In 1889…In San Francisco, the Palais Royal Hotel installed the first coin-operated machine that, by about 1940, was known as a "jukebox." In the beginning it was a crude slot-machine apparatus connected to an Edison phonograph which, upon receiving a coin, unlocked the mechanism, allowing the listener to turn a crank that simultaneously wound the spring motor and placed the reproducer's stylus in the starting groove. This was before the time of vacuum tubes, so there was no amplification. The music was heard via one of four listening tubes. Despite its then-high price of a nickel a song, the new contraption took in $1000 in its first six months of operation.
In 1938…Bob Hope and Shirley Ross recorded his future theme song, "Thanks For The Memory," for the soundtrack of the motion picture "The Big Broadcast of 1938."
In 1959…Alan Freed was dismissed from his daily television show, "The Big Beat," over allegations that he accepted money to play certain records. Freed denied any wrongdoing.

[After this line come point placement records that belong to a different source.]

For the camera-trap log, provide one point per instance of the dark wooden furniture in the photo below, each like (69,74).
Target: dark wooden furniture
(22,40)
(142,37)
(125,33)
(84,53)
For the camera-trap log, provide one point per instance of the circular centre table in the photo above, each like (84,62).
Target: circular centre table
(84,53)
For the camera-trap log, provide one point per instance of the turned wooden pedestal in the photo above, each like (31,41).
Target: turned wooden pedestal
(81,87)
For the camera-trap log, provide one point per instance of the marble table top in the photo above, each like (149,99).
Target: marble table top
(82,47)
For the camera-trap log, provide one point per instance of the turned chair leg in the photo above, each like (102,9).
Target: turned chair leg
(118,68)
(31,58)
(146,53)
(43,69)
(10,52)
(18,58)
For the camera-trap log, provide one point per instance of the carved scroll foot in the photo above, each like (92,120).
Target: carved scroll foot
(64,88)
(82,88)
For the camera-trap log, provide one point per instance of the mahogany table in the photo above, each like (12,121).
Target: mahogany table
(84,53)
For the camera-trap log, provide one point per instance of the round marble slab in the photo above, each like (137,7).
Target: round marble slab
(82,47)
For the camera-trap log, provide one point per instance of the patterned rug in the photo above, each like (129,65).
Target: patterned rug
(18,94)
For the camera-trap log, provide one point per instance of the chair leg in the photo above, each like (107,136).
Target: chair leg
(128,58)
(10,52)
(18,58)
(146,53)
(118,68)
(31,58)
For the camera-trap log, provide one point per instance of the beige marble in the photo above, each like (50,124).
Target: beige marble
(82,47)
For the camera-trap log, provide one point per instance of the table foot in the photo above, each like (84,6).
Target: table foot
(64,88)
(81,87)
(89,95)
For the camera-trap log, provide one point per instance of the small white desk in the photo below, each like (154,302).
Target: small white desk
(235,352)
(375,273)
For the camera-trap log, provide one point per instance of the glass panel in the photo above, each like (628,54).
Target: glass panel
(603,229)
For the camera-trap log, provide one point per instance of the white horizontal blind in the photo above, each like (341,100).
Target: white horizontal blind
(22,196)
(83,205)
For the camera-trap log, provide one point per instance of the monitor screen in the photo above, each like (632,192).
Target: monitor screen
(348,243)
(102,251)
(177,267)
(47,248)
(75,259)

In 1962…The Beatles did a ten-minute audition for BBC Television at St. James' Church Hall in London. Four days later, Brian Epstein received a polite rejection letter from the BBC. They eventually made it on the BBC in 1963.
In 1964…The Rolling Stones were late arriving for the BBC radio shows, "Top Gear" and "Saturday Club" and as a result were banned by the BBC for "unprofessionalism."
In 1967…San Francisco disc jockey Tom Donahue, inventor of "classic rock" and "deep cut" radio, told Rolling Stone magazine, "Top Forty radio, as we know it today and have known it for the last ten years, is dead, and its rotting corpse is stinking up the airwaves."
In 1993….FCC makes C-QUAM AM stereo standard.
In 2004…pioneering sports radio talk show host Pete Franklin died at age 76. Franklin's stops included Cleveland and New York with his last job at KNBR, San Francisco.